De acordo com o delegado Paulo Nogueira, titular da Delegacia de Polícia Civil de Miguel Alves, a investigação vai apurar as circunstâncias do caso e possíveis responsabilidades relacionadas à guarda da arma.
“Quem tem arma tem o dever de cuidar bem, de guardar e evitar que ela possa cair nas mãos de uma criança ou adolescente”, explicou o delegado.
Ainda segundo Paulo Nogueira, a Polícia Civil vai analisar se, além da falta de cautela na guarda da arma, o caso pode configurar homicídio culposo, quando não há intenção de matar, mas a morte ocorre em razão de negligência ou descuido.
Conforme o delegado, a espingarda teria sido encontrada no chão, coberta por roupas, em um quarto aberto, sem portas e janelas. A polícia também vai considerar a presença de crianças no local para avaliar eventual responsabilidade.
Como aconteceu
Segundo informações repassadas pela Polícia Militar, uma equipe da 2ª Companhia do 26º BPM foi acionada pelo Hospital Pedro Vasconcelos por volta das 17h40 de segunda-feira (31), após a criança dar entrada na unidade já sem vida.
Familiares relataram que Marcos Aurélio estava na casa de uma tia, que não estava no imóvel no momento do ocorrido. A espingarda pertencia ao marido dela, que também estava ausente.
Ainda conforme os relatos, o menino entrou em um dos quartos e encontrou a arma escondida sob algumas roupas. Ao manuseá-la, ocorreu o disparo.
Uma prima ouviu o estampido e entrou no cômodo, encontrando a criança ferida. Marcos Aurélio foi socorrido e levado ao Hospital de Miguel Alves, mas já chegou à unidade sem sinais vitais.
A Polícia informou inicialmente que o disparo atingiu o braço direito da criança. Segundo o delegado, porém, os chumbos atravessaram o membro e atingiram a região pulmonar e outros órgãos vitais.
“O ferimento maior é no braço, mas percebemos que pelo menos três ou quatro chumbos atingiram a região do pulmão”, afirmou Paulo Nogueira.

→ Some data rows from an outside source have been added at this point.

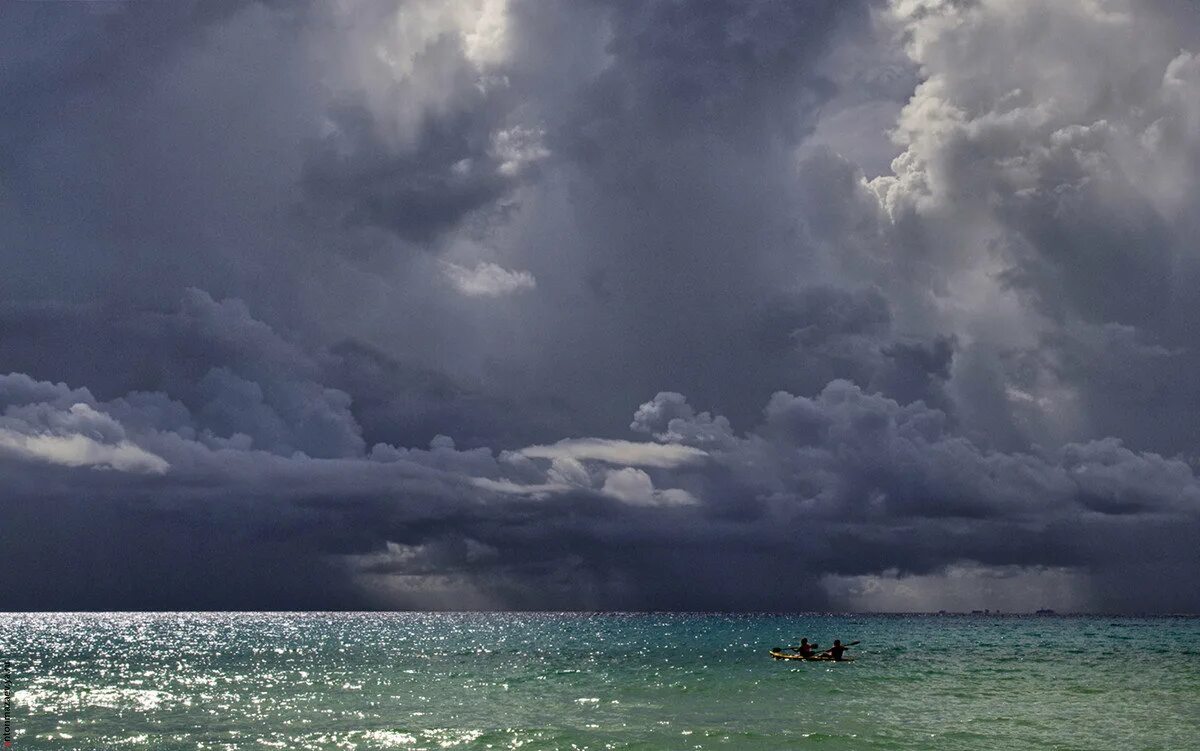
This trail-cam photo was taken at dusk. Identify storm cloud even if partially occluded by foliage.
[0,0,1200,611]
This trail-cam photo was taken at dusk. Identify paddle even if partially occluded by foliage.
[821,642,863,655]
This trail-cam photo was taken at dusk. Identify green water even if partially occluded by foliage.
[0,613,1200,751]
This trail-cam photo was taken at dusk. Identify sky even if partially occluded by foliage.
[0,0,1200,612]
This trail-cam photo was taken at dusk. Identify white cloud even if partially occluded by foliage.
[0,403,170,474]
[600,467,698,506]
[521,438,708,468]
[442,262,538,298]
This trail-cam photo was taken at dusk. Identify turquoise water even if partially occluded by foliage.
[0,613,1200,751]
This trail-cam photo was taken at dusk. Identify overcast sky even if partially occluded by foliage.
[0,0,1200,612]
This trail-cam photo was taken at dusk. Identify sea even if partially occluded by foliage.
[0,613,1200,751]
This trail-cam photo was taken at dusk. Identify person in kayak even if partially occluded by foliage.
[821,639,858,660]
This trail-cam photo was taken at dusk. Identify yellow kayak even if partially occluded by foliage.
[769,647,854,662]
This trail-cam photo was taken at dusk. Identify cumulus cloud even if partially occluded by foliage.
[521,438,706,468]
[7,0,1200,609]
[442,262,538,298]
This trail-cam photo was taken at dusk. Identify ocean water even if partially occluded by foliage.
[0,613,1200,751]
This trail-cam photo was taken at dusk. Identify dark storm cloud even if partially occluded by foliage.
[7,0,1200,609]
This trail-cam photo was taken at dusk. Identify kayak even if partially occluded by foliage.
[770,647,854,662]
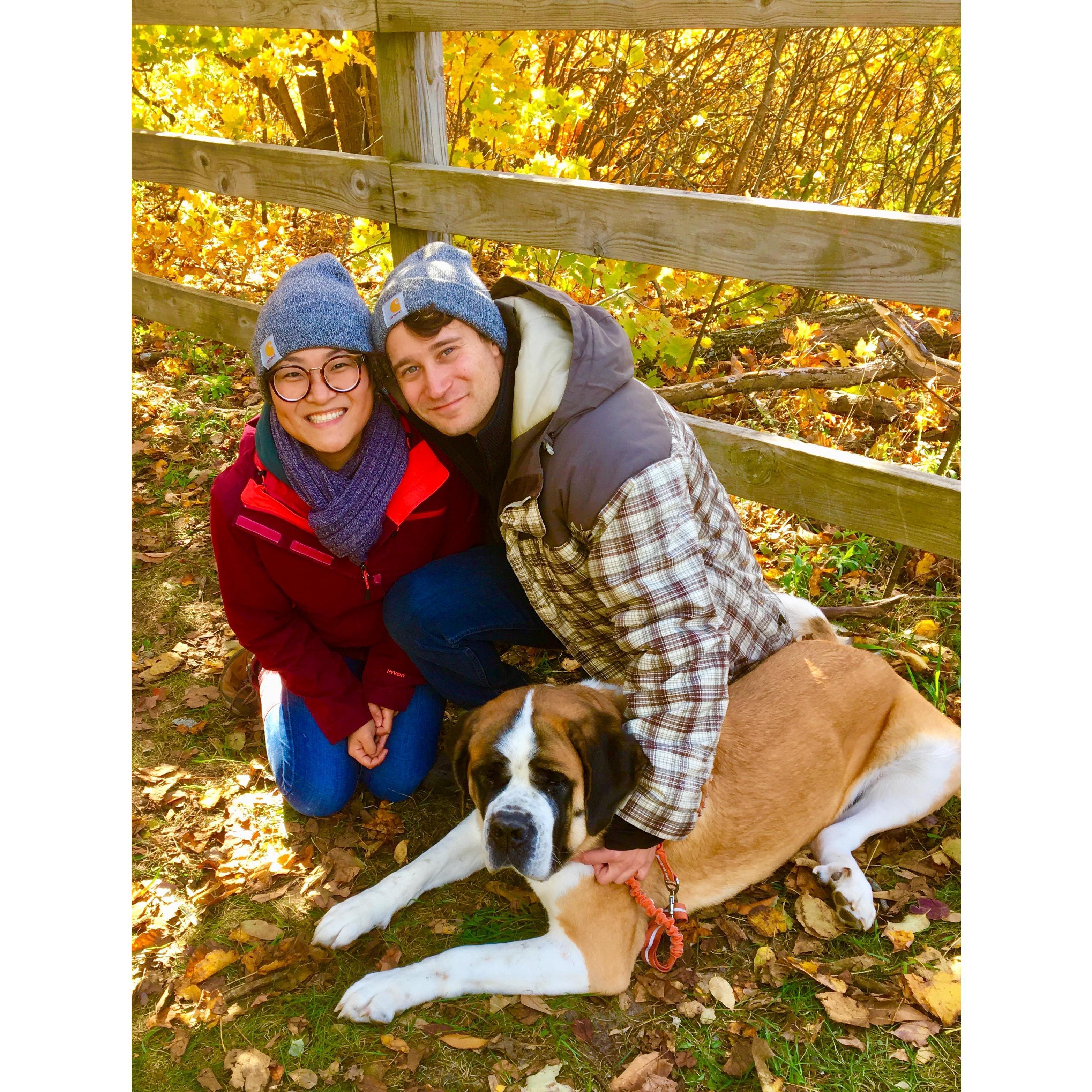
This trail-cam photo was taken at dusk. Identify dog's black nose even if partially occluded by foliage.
[489,811,531,854]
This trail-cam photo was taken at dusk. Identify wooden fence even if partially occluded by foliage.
[132,0,960,557]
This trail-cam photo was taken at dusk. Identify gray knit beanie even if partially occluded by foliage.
[371,242,508,350]
[250,254,371,382]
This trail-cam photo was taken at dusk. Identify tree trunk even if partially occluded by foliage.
[296,60,337,152]
[724,26,788,193]
[254,75,307,142]
[327,65,366,155]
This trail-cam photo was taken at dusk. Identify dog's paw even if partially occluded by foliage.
[811,863,876,929]
[312,889,397,948]
[334,967,421,1023]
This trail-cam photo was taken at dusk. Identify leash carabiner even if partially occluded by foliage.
[626,842,688,972]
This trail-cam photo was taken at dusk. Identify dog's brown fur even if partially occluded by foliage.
[461,641,959,993]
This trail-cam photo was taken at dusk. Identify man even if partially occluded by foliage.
[372,242,792,883]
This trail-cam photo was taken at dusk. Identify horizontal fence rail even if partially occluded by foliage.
[682,414,961,558]
[391,163,960,308]
[132,132,960,309]
[132,273,261,352]
[132,0,960,32]
[132,130,394,222]
[132,273,960,558]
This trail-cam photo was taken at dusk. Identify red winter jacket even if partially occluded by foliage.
[210,418,483,742]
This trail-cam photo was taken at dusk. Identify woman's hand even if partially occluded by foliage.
[345,721,389,770]
[368,701,394,765]
[572,845,656,883]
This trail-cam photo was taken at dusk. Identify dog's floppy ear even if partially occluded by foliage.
[566,683,649,834]
[448,713,474,808]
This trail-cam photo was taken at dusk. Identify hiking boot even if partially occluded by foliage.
[219,649,262,719]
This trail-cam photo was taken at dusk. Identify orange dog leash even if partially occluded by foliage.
[626,842,687,971]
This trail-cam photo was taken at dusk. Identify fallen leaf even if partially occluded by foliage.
[185,948,239,982]
[721,1039,755,1077]
[903,974,961,1025]
[816,989,872,1027]
[167,1027,190,1061]
[379,944,402,971]
[914,554,937,583]
[182,686,219,709]
[132,929,169,956]
[940,838,963,865]
[883,925,914,952]
[239,917,284,940]
[891,903,930,933]
[136,652,182,680]
[899,649,929,675]
[224,1047,274,1092]
[910,899,951,922]
[891,1020,940,1046]
[751,1035,785,1092]
[440,1032,489,1048]
[361,804,406,842]
[708,974,736,1009]
[523,1062,573,1092]
[793,891,845,940]
[611,1050,672,1092]
[747,905,791,937]
[485,880,538,910]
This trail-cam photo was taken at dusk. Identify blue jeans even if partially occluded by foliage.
[262,656,443,816]
[383,545,562,709]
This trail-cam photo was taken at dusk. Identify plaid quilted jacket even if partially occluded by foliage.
[448,277,792,839]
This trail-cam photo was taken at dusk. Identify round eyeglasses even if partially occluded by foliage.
[270,354,364,402]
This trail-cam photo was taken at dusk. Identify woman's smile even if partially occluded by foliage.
[307,406,348,426]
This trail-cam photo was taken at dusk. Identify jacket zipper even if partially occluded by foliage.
[360,564,383,603]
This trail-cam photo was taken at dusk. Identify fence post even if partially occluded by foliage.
[376,31,448,265]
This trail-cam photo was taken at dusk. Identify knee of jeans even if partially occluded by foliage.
[383,570,432,646]
[281,783,356,819]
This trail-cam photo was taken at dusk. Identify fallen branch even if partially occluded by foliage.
[656,361,905,406]
[819,594,906,619]
[706,304,959,359]
[819,592,960,619]
[827,391,900,425]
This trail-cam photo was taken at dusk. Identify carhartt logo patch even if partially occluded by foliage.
[262,334,279,368]
[383,293,405,330]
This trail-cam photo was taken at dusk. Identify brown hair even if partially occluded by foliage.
[402,304,453,337]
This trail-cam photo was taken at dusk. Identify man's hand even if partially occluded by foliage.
[368,701,394,765]
[345,721,387,770]
[572,845,656,883]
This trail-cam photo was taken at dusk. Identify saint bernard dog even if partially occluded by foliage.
[314,608,960,1023]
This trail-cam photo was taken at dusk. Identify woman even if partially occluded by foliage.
[211,254,480,816]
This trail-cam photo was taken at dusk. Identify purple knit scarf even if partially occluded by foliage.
[270,396,410,566]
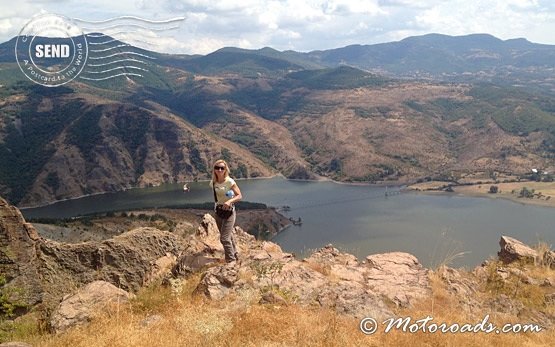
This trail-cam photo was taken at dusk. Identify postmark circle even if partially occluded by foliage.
[15,13,88,87]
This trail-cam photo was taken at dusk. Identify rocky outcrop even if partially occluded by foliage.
[180,219,430,317]
[40,228,187,291]
[497,236,538,263]
[366,252,431,306]
[50,281,133,333]
[0,197,44,306]
[0,198,184,307]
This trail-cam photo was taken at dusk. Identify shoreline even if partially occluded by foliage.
[404,181,555,208]
[16,173,408,210]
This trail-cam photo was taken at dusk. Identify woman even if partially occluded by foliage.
[210,159,243,263]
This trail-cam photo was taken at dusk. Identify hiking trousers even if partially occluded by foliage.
[216,209,238,263]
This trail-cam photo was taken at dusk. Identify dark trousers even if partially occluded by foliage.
[216,210,238,262]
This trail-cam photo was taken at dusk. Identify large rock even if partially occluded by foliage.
[366,252,431,306]
[497,236,538,263]
[50,281,133,333]
[0,198,185,313]
[186,223,430,318]
[0,197,44,306]
[41,227,187,291]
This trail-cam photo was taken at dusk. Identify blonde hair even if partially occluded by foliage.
[212,159,229,184]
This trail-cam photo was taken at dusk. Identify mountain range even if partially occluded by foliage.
[0,34,555,206]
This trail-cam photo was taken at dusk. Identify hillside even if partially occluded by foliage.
[0,198,555,346]
[0,35,555,206]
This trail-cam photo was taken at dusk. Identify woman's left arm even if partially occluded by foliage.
[224,184,243,206]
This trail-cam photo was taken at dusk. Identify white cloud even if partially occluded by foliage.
[0,0,555,54]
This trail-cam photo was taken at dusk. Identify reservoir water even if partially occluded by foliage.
[22,177,555,268]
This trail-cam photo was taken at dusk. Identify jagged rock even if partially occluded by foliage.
[251,241,293,260]
[484,294,524,316]
[497,236,538,264]
[437,265,480,312]
[366,252,431,306]
[195,263,238,300]
[50,281,134,333]
[543,251,555,269]
[143,253,177,286]
[0,198,184,313]
[41,227,187,291]
[259,291,287,306]
[0,197,44,306]
[316,281,394,320]
[171,253,218,277]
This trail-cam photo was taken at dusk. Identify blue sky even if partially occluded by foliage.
[0,0,555,54]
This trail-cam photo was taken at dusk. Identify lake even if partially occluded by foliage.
[22,177,555,268]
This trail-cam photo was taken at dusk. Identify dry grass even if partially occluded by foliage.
[5,270,555,347]
[454,182,555,206]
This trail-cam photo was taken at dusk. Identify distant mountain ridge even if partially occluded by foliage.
[0,34,555,206]
[0,34,555,80]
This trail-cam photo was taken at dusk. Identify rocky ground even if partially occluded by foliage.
[0,196,555,346]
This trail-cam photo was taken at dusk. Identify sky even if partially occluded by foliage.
[0,0,555,54]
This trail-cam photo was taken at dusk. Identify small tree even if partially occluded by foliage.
[519,187,534,199]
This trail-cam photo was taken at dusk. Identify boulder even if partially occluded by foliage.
[497,236,538,264]
[365,252,431,306]
[195,263,238,300]
[543,250,555,269]
[50,281,134,333]
[0,197,44,306]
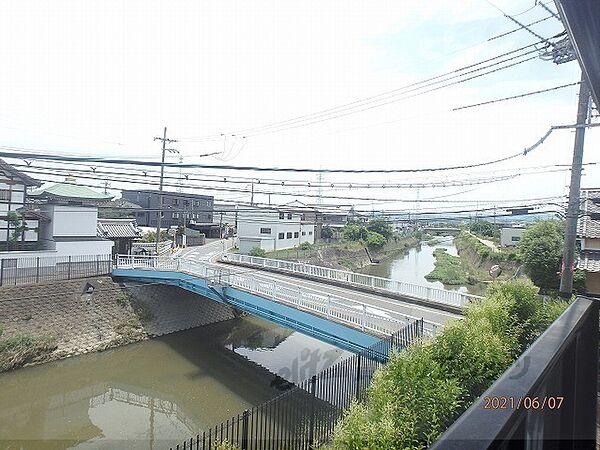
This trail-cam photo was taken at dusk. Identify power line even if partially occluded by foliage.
[179,40,543,141]
[452,81,580,111]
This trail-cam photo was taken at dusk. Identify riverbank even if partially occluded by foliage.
[0,276,235,372]
[267,237,419,271]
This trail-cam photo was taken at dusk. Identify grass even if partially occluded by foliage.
[425,248,474,285]
[325,282,568,450]
[0,335,57,372]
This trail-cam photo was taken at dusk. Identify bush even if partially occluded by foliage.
[518,220,565,291]
[248,247,267,258]
[298,242,313,250]
[366,231,387,248]
[321,226,333,239]
[332,281,567,450]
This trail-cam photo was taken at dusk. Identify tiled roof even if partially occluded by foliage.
[96,219,142,238]
[577,190,600,239]
[0,159,42,186]
[31,182,113,200]
[577,252,600,272]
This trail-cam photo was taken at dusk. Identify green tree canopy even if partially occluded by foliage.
[367,219,394,240]
[518,220,565,290]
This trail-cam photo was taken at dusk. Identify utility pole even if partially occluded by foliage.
[559,72,591,298]
[154,127,179,256]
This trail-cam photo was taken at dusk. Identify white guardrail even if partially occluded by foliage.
[116,255,439,335]
[221,253,482,307]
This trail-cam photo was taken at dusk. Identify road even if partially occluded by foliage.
[181,240,461,324]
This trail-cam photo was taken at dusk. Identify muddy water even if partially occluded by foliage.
[360,236,485,295]
[0,317,349,449]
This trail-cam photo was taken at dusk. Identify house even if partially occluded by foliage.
[121,190,218,229]
[30,177,113,256]
[0,159,43,251]
[96,219,142,255]
[577,189,600,296]
[500,225,525,247]
[237,205,315,254]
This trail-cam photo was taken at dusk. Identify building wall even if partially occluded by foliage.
[581,238,600,250]
[585,272,600,295]
[41,204,98,239]
[122,191,214,228]
[500,228,525,247]
[237,210,315,253]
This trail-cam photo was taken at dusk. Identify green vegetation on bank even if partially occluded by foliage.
[425,248,472,285]
[0,333,56,372]
[328,282,567,450]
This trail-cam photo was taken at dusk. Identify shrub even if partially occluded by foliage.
[298,242,313,250]
[366,231,386,248]
[248,247,267,258]
[321,226,333,239]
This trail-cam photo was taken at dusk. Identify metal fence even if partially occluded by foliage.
[166,320,423,450]
[431,297,598,450]
[117,255,439,336]
[221,253,481,307]
[0,255,112,286]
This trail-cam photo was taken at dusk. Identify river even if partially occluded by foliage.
[360,236,485,295]
[0,317,350,450]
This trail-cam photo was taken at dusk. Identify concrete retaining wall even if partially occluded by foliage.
[0,276,235,370]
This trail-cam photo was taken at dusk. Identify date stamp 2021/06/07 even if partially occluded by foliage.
[483,396,565,410]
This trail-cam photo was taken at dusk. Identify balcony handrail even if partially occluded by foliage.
[431,297,598,450]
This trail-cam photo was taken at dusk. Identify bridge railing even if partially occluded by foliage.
[166,321,423,450]
[117,255,439,336]
[221,253,481,307]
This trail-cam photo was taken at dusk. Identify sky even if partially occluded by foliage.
[0,0,600,216]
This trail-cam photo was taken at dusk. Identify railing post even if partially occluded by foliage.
[242,409,250,450]
[356,353,360,400]
[361,303,367,331]
[308,375,317,449]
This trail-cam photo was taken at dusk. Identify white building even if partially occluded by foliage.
[31,179,113,256]
[237,206,315,254]
[500,226,525,247]
[0,159,44,250]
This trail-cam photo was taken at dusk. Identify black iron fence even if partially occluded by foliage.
[171,319,423,450]
[431,297,598,450]
[0,255,112,286]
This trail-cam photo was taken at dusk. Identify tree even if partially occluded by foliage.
[518,220,570,291]
[469,220,498,237]
[6,211,28,250]
[366,231,387,248]
[367,219,394,240]
[248,247,267,258]
[321,226,333,239]
[344,223,368,241]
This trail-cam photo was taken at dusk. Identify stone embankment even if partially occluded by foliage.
[0,276,235,372]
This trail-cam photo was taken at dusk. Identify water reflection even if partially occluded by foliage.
[0,317,349,449]
[361,236,482,293]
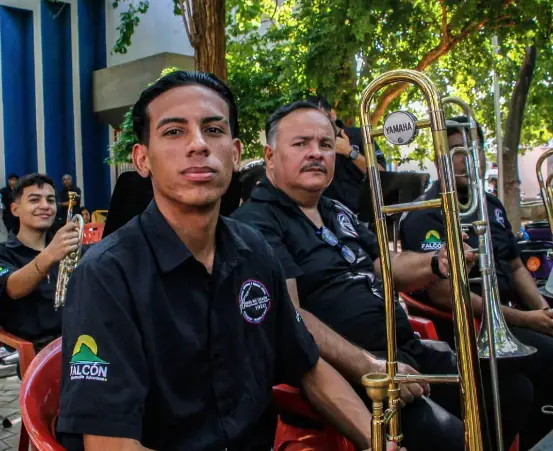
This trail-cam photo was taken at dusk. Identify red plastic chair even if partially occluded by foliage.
[409,315,438,341]
[19,338,64,451]
[399,293,480,332]
[273,385,355,451]
[0,329,35,451]
[83,222,104,244]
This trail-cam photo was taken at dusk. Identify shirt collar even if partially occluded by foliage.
[140,200,251,272]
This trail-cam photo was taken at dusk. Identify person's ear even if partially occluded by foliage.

A Polícia Civil ainda aguarda o laudo pericial, que deverá auxiliar na conclusão da investigação.
Depoimentos
Familiares que deveriam prestar depoimento ainda não compareceram à delegacia em razão do sepultamento da criança. Segundo o delegado, caso eles não compareçam nos próximos dias, serão intimados para prestar esclarecimentos.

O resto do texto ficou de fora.